Y.I. v. Russia

La Cour européenne des droits de l'homme a estimé que priver une mère de ses droits parentaux en raison de son statut de femme toxicomane était une violation de l'article 8 de la Convention européenne des droits de l'homme parce que les circonstances particulières de son cas n'avaient pas été suffisamment prises en compte et des mesures moins restrictives n'ont pas été envisagées.

Date de la décision: 
25 fév 2020
Forum : 
Cour européenne des droits de l’homme
Type de forum : 
Regional
Résumé : 

Y.I., mère de trois enfants, a été arrêtée le 8 octobre 2013, soupçonnée de trafic de drogue. Elle avait pris des opiacés pendant six ans à partir de 2004, et au moment de son arrestation, elle avait récemment recommencé à se droguer et autorisait d'autres personnes à en consommer chez elle. Un officier de police chargé des affaires des mineurs a également rédigé plusieurs rapports indiquant que Y.I. avait négligé ses responsabilités parentales. Plus tard le même mois, son enfant aîné a été emmené vivre avec son père biologique et les autres enfants ont été confiés à l’assistance publique. Une inspection de l'appartement de Y.I. en octobre 2013 a révélé qu'elle disposait de meubles et d'appareils électroménagers adéquats, de suffisamment de nourriture et de couchages séparés pour chaque enfant, bien qu'ils aient été étouffants et mal ventilés. Une autre inspection en novembre 2013 a révélé que des réparations avaient été effectuées et que l'espace était correctement ventilé. Y.I. a demandé de l'aide dans une clinique de réadaptation ambulatoire le 29 octobre 2013 et a été admise dans une clinique spécialisée le lendemain. Y.I. a reçu une combinaison de soins hospitaliers et ambulatoires jusqu'en février 2014.

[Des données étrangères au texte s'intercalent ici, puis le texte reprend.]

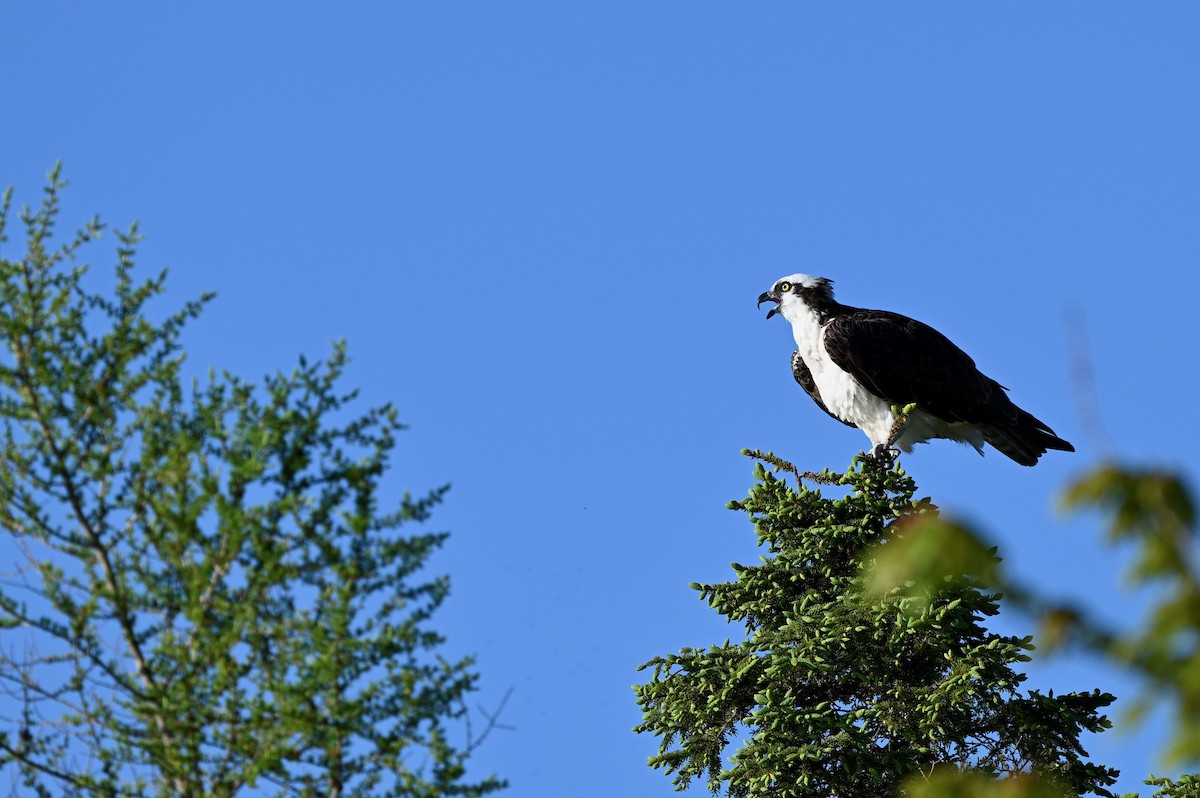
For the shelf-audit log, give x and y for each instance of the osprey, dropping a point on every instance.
(858, 364)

La procédure a débuté le 1er novembre 2013 pour mettre fin aux droits parentaux de YI au motif qu'elle ne prodiguait pas de soins et de soutien financier à ses enfants, qu'elle prenait de la drogue depuis longtemps, qu'elle était au chômage et qu'elle avait des accusations criminelles en suspens. Le tribunal du district de Golovinsky à Moscou a rendu un jugement le 17 janvier 2014, privant Y.I. de ses droits parentaux, en s'appuyant sur le rapport d'arrestation de Y.I., le rapport de l'agent des mineurs, l'examen médical de Y.I., l'inspection d'octobre de l'appartement de Y.I., le certificat montrant que Y.I. a été admise pour un traitement contre la toxicomanie, les décisions de placement de ses plus jeunes enfants dans l’assistance publique et une lettre de l'enseignant de son fils aîné. Le tribunal a estimé que le traitement en cours de Y.I. n'était pas pertinent. Y.I. interjeta appel auprès du tribunal municipal de Moscou, arguant que le tribunal de district n'avait pas examiné de manière adéquate les circonstances particulières de son cas et l'avait privée de ses droits parentaux au seul motif qu'elle était toxicomane. Le tribunal municipal a rejeté de nouveaux éléments de preuve et confirmé le jugement du tribunal de district. Y.I. a ensuite formé un pourvoi en cassation devant le présidium du tribunal municipal de Moscou, arguant, outre ce qu'elle avait soutenu en appel, que les tribunaux avaient violé les droits de ses enfants d'être élevés par leur famille en vertu du Code russe de la famille, que les tribunaux n’avaient pas montré que leur séparation forcée était dans l'intérêt supérieur des enfants et qu'il n'y avait aucune raison de conclure qu'elle avait négligé ses enfants. Le Présidium a confirmé les décisions des juridictions inférieures, affirmant leur raisonnement.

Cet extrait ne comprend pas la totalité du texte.